将来への不安からくる
高い成長意欲を受け止め、伸ばしていく

 一社に長く勤めることが必ずしも「安心・安全」とはならなくなった今、スピード感をもって成長し、環境がどう変化しようと社会で通用する力をつけておきたいという意向は顕著になっています。多様なキャリアパスがある中、その時々で自分に合ったものを選び取っていきたいという感覚は、将来への不安感の強さからくるものでしょう。

 企業側は、こうした若い世代の不安感・危機感からくる成長意欲に応えられるよう、画一的な人事制度ではなく、一人ひとりの「働く価値観」に合わせて選べるキャリアパスの枠組みを用意できるかがますます大事になっていくでしょう。それが、入社後の定着や活躍につながると考えられます。
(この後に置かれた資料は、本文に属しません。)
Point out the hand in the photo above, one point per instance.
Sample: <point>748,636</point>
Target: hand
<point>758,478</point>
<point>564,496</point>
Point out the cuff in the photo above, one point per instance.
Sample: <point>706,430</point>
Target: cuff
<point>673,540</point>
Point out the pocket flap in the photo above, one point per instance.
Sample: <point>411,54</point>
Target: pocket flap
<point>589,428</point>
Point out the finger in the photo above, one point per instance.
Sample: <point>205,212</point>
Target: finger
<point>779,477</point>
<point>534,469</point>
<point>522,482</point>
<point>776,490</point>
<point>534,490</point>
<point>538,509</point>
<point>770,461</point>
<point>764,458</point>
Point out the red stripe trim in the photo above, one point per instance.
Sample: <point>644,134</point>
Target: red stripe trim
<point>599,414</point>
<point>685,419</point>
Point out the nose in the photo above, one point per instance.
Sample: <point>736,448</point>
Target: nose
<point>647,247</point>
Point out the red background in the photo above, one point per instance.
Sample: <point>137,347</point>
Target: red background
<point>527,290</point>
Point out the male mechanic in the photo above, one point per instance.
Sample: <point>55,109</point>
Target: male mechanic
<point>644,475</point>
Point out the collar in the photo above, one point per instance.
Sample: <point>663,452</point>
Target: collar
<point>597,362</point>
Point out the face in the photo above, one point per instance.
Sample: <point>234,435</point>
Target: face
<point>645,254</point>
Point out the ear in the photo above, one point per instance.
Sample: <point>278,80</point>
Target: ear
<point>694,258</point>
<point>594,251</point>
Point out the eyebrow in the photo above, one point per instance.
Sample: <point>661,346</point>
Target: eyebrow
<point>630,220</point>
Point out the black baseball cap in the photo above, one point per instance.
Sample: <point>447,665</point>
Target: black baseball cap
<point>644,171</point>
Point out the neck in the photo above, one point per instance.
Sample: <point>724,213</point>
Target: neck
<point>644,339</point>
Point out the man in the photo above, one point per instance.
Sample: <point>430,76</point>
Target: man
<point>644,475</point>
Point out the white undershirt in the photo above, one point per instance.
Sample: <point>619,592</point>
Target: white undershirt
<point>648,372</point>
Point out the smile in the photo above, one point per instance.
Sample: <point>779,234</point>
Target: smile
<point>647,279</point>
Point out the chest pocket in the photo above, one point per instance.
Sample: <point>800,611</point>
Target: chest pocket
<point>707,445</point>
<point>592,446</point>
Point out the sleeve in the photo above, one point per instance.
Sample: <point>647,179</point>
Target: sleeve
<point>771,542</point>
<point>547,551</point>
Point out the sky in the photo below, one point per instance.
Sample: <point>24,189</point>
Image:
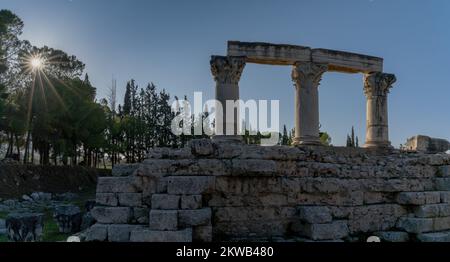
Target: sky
<point>170,42</point>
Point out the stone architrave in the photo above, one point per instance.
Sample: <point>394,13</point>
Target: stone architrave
<point>376,88</point>
<point>227,71</point>
<point>306,78</point>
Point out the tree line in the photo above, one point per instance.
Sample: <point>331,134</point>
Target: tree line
<point>49,113</point>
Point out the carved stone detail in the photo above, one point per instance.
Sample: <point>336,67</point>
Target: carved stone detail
<point>378,84</point>
<point>227,69</point>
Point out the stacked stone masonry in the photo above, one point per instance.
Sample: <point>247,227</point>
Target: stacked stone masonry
<point>213,191</point>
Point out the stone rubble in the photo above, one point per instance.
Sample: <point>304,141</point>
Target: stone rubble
<point>213,191</point>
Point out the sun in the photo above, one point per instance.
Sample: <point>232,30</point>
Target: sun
<point>36,63</point>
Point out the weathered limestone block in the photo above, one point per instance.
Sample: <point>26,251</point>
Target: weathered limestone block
<point>314,214</point>
<point>124,169</point>
<point>202,233</point>
<point>415,225</point>
<point>434,237</point>
<point>129,184</point>
<point>190,185</point>
<point>130,199</point>
<point>418,198</point>
<point>163,219</point>
<point>441,223</point>
<point>250,200</point>
<point>426,144</point>
<point>196,217</point>
<point>24,227</point>
<point>68,218</point>
<point>445,197</point>
<point>140,215</point>
<point>352,198</point>
<point>335,230</point>
<point>112,215</point>
<point>253,167</point>
<point>442,184</point>
<point>226,214</point>
<point>121,232</point>
<point>161,236</point>
<point>97,232</point>
<point>165,201</point>
<point>249,185</point>
<point>393,236</point>
<point>373,218</point>
<point>191,201</point>
<point>169,153</point>
<point>201,147</point>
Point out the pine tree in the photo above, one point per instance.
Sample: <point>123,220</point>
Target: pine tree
<point>285,137</point>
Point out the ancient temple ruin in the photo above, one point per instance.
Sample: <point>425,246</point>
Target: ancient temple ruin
<point>214,190</point>
<point>308,66</point>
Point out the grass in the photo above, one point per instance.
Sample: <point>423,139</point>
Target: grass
<point>3,214</point>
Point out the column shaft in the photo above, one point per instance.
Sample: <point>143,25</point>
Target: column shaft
<point>227,71</point>
<point>306,77</point>
<point>376,88</point>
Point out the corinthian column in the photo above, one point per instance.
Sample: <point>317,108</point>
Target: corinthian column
<point>227,72</point>
<point>306,78</point>
<point>376,88</point>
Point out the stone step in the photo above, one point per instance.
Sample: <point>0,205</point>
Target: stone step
<point>434,237</point>
<point>147,235</point>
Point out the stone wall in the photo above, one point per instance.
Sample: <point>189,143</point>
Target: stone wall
<point>212,191</point>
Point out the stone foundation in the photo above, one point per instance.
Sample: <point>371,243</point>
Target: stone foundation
<point>213,191</point>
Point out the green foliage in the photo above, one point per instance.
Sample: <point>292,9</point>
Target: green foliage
<point>325,138</point>
<point>352,141</point>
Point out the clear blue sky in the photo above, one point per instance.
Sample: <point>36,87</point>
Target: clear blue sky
<point>170,42</point>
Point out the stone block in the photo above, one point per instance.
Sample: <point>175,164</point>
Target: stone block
<point>374,218</point>
<point>130,199</point>
<point>393,236</point>
<point>97,232</point>
<point>165,201</point>
<point>415,225</point>
<point>191,201</point>
<point>418,198</point>
<point>426,211</point>
<point>106,199</point>
<point>112,215</point>
<point>140,215</point>
<point>161,236</point>
<point>129,184</point>
<point>197,217</point>
<point>434,237</point>
<point>445,197</point>
<point>163,219</point>
<point>190,185</point>
<point>201,147</point>
<point>120,232</point>
<point>253,167</point>
<point>68,218</point>
<point>441,223</point>
<point>202,234</point>
<point>442,184</point>
<point>330,231</point>
<point>314,214</point>
<point>124,169</point>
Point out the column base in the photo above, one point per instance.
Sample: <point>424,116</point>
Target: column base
<point>307,141</point>
<point>378,144</point>
<point>228,139</point>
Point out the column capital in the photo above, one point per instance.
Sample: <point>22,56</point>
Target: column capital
<point>378,84</point>
<point>307,72</point>
<point>227,69</point>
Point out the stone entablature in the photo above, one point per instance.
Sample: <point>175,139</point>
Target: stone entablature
<point>282,54</point>
<point>212,191</point>
<point>308,66</point>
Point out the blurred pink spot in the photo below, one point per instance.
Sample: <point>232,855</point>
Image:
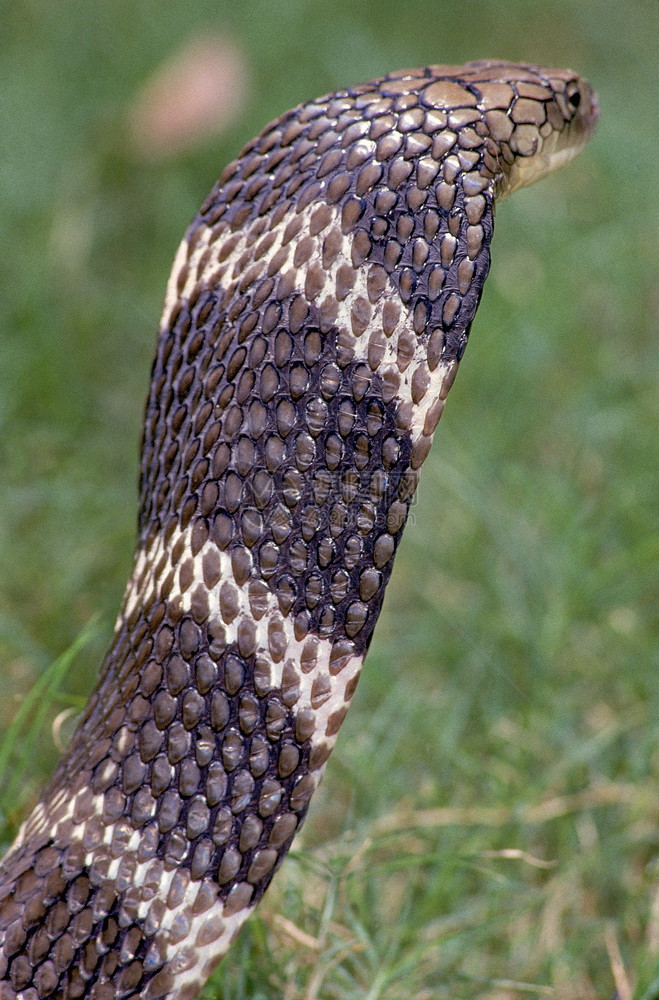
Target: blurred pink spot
<point>196,93</point>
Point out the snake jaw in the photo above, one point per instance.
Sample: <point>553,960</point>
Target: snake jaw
<point>313,324</point>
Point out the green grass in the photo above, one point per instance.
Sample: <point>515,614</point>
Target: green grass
<point>488,826</point>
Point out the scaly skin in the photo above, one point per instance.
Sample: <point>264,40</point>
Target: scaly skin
<point>316,314</point>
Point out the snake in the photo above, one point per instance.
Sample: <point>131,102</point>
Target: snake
<point>315,317</point>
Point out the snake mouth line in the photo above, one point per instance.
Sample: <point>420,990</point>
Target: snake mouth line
<point>314,320</point>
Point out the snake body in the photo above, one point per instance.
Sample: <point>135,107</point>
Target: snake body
<point>317,311</point>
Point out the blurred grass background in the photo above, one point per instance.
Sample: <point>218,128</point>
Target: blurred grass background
<point>488,826</point>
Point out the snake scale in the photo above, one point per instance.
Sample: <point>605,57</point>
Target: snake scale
<point>317,310</point>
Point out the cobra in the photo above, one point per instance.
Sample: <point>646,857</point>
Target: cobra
<point>316,314</point>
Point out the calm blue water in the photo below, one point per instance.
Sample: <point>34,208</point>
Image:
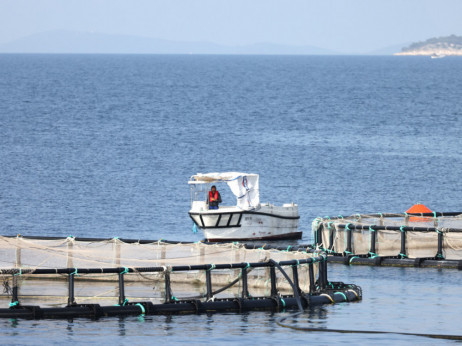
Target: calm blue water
<point>95,145</point>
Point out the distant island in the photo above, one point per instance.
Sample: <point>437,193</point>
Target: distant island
<point>438,46</point>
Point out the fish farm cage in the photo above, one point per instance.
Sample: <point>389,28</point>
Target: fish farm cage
<point>51,277</point>
<point>408,239</point>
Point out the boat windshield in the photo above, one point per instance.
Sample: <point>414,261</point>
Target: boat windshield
<point>244,186</point>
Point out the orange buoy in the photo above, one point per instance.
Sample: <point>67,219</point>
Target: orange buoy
<point>418,209</point>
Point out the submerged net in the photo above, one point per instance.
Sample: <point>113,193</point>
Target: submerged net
<point>425,235</point>
<point>21,258</point>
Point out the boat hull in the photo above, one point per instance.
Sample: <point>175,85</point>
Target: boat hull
<point>231,224</point>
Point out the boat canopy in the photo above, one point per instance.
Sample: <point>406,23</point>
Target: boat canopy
<point>245,186</point>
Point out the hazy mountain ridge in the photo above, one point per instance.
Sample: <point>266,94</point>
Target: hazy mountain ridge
<point>447,45</point>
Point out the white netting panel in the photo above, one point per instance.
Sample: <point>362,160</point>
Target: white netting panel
<point>103,288</point>
<point>388,242</point>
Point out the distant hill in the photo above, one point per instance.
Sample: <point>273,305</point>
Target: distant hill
<point>448,45</point>
<point>84,42</point>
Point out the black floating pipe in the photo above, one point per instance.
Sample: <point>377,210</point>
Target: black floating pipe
<point>399,228</point>
<point>294,288</point>
<point>148,308</point>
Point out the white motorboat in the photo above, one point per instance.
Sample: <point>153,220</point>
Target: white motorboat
<point>248,219</point>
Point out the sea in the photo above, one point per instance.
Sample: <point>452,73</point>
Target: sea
<point>104,145</point>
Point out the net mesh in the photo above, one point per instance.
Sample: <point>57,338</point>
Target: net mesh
<point>421,235</point>
<point>52,289</point>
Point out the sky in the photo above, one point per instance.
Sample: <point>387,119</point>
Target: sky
<point>342,25</point>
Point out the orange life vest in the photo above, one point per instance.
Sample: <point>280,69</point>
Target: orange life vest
<point>211,196</point>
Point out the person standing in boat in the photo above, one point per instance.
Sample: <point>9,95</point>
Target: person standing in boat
<point>214,198</point>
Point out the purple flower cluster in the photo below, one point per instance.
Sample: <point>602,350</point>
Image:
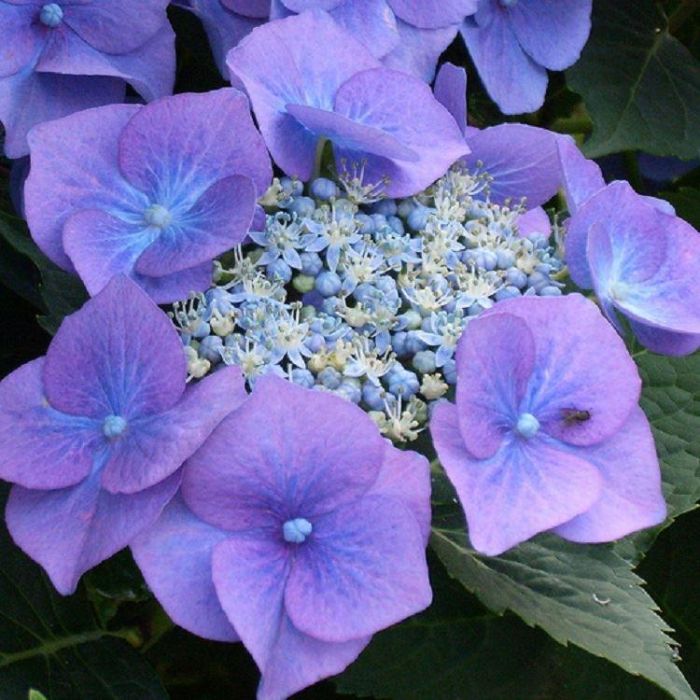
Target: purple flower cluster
<point>93,435</point>
<point>299,530</point>
<point>636,254</point>
<point>60,57</point>
<point>284,517</point>
<point>302,94</point>
<point>540,437</point>
<point>403,34</point>
<point>512,42</point>
<point>162,189</point>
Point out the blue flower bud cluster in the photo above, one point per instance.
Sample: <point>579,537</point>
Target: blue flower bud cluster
<point>362,296</point>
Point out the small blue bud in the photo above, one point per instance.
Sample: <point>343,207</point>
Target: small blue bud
<point>396,224</point>
<point>303,377</point>
<point>202,330</point>
<point>330,377</point>
<point>328,283</point>
<point>113,426</point>
<point>538,280</point>
<point>549,291</point>
<point>279,270</point>
<point>294,188</point>
<point>379,221</point>
<point>405,207</point>
<point>506,259</point>
<point>330,305</point>
<point>315,342</point>
<point>424,361</point>
<point>404,385</point>
<point>516,277</point>
<point>418,218</point>
<point>373,396</point>
<point>311,264</point>
<point>51,15</point>
<point>210,348</point>
<point>449,371</point>
<point>414,344</point>
<point>302,207</point>
<point>509,292</point>
<point>366,223</point>
<point>527,425</point>
<point>350,390</point>
<point>398,343</point>
<point>323,189</point>
<point>412,320</point>
<point>487,259</point>
<point>296,531</point>
<point>387,207</point>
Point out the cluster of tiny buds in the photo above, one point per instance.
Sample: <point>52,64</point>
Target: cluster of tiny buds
<point>362,296</point>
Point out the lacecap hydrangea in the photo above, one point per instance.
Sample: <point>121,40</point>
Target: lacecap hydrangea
<point>364,296</point>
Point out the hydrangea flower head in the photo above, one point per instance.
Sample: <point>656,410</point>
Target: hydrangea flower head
<point>301,93</point>
<point>641,260</point>
<point>300,529</point>
<point>546,432</point>
<point>387,287</point>
<point>405,35</point>
<point>93,434</point>
<point>514,42</point>
<point>161,189</point>
<point>61,57</point>
<point>522,161</point>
 全国求人情報協会による『2020年卒新卒者の入社後追跡調査』では、入社前の段階で5人に1人は転職志向を持っていたものの、入社後には、転職志向であった人の約4割が勤続志向に転じている、との調査結果も出ています。その背景にあるのは、「自分はこの会社で仕事をするのに向いていそうだと感じた」という適職意識であり、担当業務以外のことも相談できる相手がいる場合、適職意識を感じる割合が高まっています。
 
 多様な価値観を受け入れ、個を大事にし、情報をいち早くキャッチする中で環境変化に敏感に動いてきた20代の若い世代。だからこそ、「今の環境のまま、働き続けていて大丈夫だろうか」「社会環境はまた激変するのではないか」「自力で生き抜く力はついているだろうか」など、常に自分が置かれた立場を振り返り、よりよい未来を自分でつかみ取ろうと考える力、行動する習慣がついているといえます。

 仕事選びや職場、企業選びにおいても従来にはない価値観で、自分らしいライフキャリアを選び取っていく。その姿勢に理解を示すことが、これから社会に出る若い世代へイキイキと活躍できる機会を作ることにつながると考えています。